According to a recent study, Pharmacyclics' lymphocytic leukemia drug Imbruvica is more likely to prevent a patient's disease from worsening compared to it's competitor Arzerra by GlaxoSmithKline. The study was published in the New England Journal of Medicine and analyzed 391 patients whose blood cancer had relapsed, and the results were presented at the American Society of Clinical Oncology meeting in Chicago this past weekend. After six months of treatment 88 percent still taking Imbruvica had not seen their cancer relapse compared to Arzerra's 65 percent.
According to Drew Armstrong of Bloomberg, 16,000 new cases of lymphocytic leukemia will be diagnosed in 2014 and over 25 percent or roughly 4,600 of these people will die from the disease. Lymphocytic leukemia causes the white blood cells in bone marrow to turn cancerous, which in turn multiply rapidly before entering the bloodstream.
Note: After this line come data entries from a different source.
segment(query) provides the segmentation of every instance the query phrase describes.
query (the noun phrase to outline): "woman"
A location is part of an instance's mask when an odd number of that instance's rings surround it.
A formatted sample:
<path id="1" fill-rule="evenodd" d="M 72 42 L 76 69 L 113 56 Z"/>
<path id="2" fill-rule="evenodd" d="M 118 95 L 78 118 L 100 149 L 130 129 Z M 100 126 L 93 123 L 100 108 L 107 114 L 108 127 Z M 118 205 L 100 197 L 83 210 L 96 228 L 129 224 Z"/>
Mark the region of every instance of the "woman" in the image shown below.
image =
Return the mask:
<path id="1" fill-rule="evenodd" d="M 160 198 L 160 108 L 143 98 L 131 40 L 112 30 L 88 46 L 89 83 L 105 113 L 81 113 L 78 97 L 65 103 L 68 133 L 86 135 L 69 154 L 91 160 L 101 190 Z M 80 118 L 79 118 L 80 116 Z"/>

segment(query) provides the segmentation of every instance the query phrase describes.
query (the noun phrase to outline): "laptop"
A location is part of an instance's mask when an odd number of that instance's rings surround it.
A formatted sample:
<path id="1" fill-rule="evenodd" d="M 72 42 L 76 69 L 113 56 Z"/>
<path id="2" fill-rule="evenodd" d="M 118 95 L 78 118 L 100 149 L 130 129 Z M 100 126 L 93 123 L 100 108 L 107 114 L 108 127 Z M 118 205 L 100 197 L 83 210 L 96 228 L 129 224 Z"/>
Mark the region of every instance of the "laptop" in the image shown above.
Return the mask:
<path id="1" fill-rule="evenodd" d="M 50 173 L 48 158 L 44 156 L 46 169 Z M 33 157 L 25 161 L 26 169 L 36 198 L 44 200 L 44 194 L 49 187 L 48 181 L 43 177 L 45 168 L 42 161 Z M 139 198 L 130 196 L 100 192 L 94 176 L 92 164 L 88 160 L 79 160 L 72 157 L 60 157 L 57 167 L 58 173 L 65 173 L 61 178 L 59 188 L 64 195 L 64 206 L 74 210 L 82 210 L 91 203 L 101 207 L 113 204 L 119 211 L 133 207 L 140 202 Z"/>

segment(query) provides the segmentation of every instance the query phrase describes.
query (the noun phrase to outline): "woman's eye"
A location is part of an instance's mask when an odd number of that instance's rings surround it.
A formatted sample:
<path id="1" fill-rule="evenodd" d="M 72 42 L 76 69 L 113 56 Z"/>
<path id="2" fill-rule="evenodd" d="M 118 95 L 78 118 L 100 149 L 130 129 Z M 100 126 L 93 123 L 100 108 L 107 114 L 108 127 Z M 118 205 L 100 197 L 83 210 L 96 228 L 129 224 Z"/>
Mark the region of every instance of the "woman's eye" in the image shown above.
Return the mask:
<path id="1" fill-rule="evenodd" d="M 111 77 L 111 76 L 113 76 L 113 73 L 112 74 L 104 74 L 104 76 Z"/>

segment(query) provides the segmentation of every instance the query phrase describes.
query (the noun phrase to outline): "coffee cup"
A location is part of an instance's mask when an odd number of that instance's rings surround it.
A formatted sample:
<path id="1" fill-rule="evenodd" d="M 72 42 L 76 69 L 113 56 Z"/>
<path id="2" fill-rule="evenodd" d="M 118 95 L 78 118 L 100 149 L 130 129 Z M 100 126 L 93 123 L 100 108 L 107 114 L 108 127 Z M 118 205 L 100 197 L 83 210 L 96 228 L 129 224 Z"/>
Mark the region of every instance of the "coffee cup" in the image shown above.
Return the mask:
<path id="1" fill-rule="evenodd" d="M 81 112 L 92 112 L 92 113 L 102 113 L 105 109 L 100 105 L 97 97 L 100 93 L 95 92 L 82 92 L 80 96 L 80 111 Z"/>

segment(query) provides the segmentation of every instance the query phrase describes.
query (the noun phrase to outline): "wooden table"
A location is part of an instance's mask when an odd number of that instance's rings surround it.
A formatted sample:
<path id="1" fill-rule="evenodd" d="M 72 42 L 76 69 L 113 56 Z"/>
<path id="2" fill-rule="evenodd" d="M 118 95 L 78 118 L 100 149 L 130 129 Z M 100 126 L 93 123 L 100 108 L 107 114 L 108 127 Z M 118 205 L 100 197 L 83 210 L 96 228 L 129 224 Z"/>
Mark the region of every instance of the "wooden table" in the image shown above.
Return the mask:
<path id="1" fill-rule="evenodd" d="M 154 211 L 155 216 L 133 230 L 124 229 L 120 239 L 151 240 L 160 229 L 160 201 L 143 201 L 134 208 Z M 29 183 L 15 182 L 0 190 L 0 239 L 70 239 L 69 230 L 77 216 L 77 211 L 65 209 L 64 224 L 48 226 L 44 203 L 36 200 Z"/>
John Byrd, director of hematology at Ohio State University in Columbus stated that “this is the first randomized study that demonstrates ibrutinib improves progression free survival and overall survival compared to a standard therapy."
Imbruvica is taken in pill form rather than intravenously which allows patients to stay on the drug longer but that also results in more side effects. Physicians around the world have touted these new findings and believe it will significantly change the way lymphocytic leukemia is treated. The drug is projected to sell $3.37 billion by 2018.